王都から離れた、特徴も面白味もない小さなこの村には昔から教会がある。
建物がかなり古くなっているのか隙間風は酷いし、壁の塗装は剥がれていてそれを直すお金もなく、子供たちは面白がって"廃墟"と呼んでいる。王都の教会とは違い、大きさもかなり小さいもので、そこに通う人も今は老人ばかりでどこか寂しく感じる。子供たちは夜に肝試しするために来るけれど、それは神様を信仰しているとは言えない。
そんな場所に私はもう五年間も通っている。
神様を模した石像の前まで歩き、石像の前の床に膝をつき頭を下げる。そのまま手を組んでそれを太股の上に置く。これがお祈りのポーズだ。昔の私は大人が祈る姿を見て、まるで主人に忠誠を誓うペットのように見えていた。小さい頃の私はそれがとても嫌だった。
(神様……いいえ、お父様)
五年前から毎日来ているが、私は一回も神様に祈ったことがない。それは私にとって神様なんてものは存在していないからだ。
(お父様。どうしてお母様を連れていったの? 運命だから? 私はどうして連れていってくれないの、お父様は私のことが嫌いなの?)
届くかも分からない言葉をもう五年間も石像に向かって祈っている。そこに神様はいないのに。
(私は、お父様のこと大好きなのに。どうして……)
目を開いてもそこには誰もいない。そこにあるのは石像だけだ。でも、それでもすがってしまう。
今日も駄目か、と諦めて立ち上がる。最初の頃は応えてくれないことに絶望し泣いていたけれど、今はもう慣れてしまったのか出るのは小さなため息だけだった。そのため息を見るのはこの石像だけだ。
「お祈り、終わったかい?」
「はい」
「レリアルちゃん、昔から通ってるけれど嬉しいことあった? 運命くらい用意してやったら良いのにさ! まぁ神様も何かお考えなんだろうね」
「そ、うでしょうか」
「そうよ。神様は私たちのことを一番に考えて下さっているもの。それなのに私達が強欲になっちゃ駄目だね。レリアルちゃんのこともきっと大切にして下さってるよ」
立ち上がって膝についた埃を軽く払う。窓を見ると、少しだけ雪が強くなっているようだ。これは早く帰らないと家に帰れなくなってしまう。教会から少し遠い私の家は少なくとも片道一時間は必ずかかるのだ。それだけかけてここに来るあたり私はかなり暇人なのかもしれない。

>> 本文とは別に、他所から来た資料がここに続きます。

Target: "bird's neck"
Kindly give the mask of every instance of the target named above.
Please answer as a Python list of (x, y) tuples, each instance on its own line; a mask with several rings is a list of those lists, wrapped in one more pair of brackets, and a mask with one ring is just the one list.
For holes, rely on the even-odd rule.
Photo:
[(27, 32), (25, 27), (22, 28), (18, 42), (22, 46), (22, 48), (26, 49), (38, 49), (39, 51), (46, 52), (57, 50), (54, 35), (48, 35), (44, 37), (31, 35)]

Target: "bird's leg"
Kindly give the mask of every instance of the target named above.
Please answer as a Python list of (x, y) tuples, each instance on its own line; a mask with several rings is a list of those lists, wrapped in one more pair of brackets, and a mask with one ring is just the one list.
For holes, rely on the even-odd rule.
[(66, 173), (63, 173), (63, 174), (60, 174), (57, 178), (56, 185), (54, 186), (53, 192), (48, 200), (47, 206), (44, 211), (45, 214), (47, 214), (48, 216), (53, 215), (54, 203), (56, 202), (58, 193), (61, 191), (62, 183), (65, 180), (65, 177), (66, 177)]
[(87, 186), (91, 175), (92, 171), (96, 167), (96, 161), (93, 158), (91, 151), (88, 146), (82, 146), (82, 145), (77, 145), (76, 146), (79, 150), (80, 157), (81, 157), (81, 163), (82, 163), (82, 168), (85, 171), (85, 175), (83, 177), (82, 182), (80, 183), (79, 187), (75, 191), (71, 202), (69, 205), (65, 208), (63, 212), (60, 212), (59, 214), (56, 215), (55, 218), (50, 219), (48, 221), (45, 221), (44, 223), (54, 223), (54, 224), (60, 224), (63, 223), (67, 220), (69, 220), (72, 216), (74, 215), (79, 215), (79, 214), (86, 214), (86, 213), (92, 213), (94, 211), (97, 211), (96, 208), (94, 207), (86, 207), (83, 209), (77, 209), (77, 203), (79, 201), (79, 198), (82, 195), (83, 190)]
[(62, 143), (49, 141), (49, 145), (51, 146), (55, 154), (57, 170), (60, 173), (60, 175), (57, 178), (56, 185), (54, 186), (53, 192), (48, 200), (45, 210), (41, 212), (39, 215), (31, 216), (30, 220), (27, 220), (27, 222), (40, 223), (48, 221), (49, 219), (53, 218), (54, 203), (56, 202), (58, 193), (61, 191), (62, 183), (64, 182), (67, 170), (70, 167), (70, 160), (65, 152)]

「そういえば、王都の方は大変らしいよ。なんでも一番上の殿下が運命を探してるとか何とか」
さぁ帰ろうと教会に入ったときに脱いだコートを着直そうとしておばさんの言葉に一瞬固まる。もしかしたら息も止めてたかもしれない。
「うん、めい?」
「そう。昔のお話を集めた本を読んで、それに載ってた"運命の話"に惹かれたらしくてね。王都中の独身の女性を一人ずつ確かめて回ってるらしいよ! 偉い人は何を考えてるか分からないねぇ」
「それは、まぁ、凄い執念ですね」
「陛下が必死になって止めてるらしいけど止まらないらしくてね。もしこのまま見つからなかったらここまで来そうな勢いだね」
そう言って声をあげて笑うおばさんをジト目で睨んで、今度はおばさんの前で大きなため息をついた。言いたいことは大体分かっている。昔から私にずっと恋人の有無について聞いてくる人だ。
そんなの冗談じゃない。そもそも運命なんてもの今の人間にはない筈なのに。だって、そういうものだもの。
「騒がしいのは好きじゃありません」
「そんなこと言って、来ちゃったらどうするの? レリアルちゃん彼氏いないでしょ。綺麗だし、絶対殿下の目に留まると思うのよねぇ」
「冗談やめてください!」
おばさんにそう叫ぶように言って教会から走り出す。「あらあら照れちゃって」という声が聞こえたけれど、私には関係ない。恥ずかしいような、悲しいような怖いような。そんな気持ちが混ざって苦しい。だから、運命なんて嫌いなんだ。その話を聞くだけでこうなってしまう。
教会から出て、すぐに私は止まった。悲しいことに、昔から運動の方面はどう頑張っても伸びない。
(私は運命なんかに惑わされない。そもそも、殿下が運命かなんてわからないし、こんなところに来るはずない!)
雪が降る中、私は必死になって考える。去年成人してもう十六になるのに運命なんかに振り回されるのか。
荒い呼吸を整えて深く息を吸う。そうすると、火照った体が冷めるような気がした。
考えてることは正しい筈なのに、その時の私はなぜかその考えが間違いな気がしてならなかった。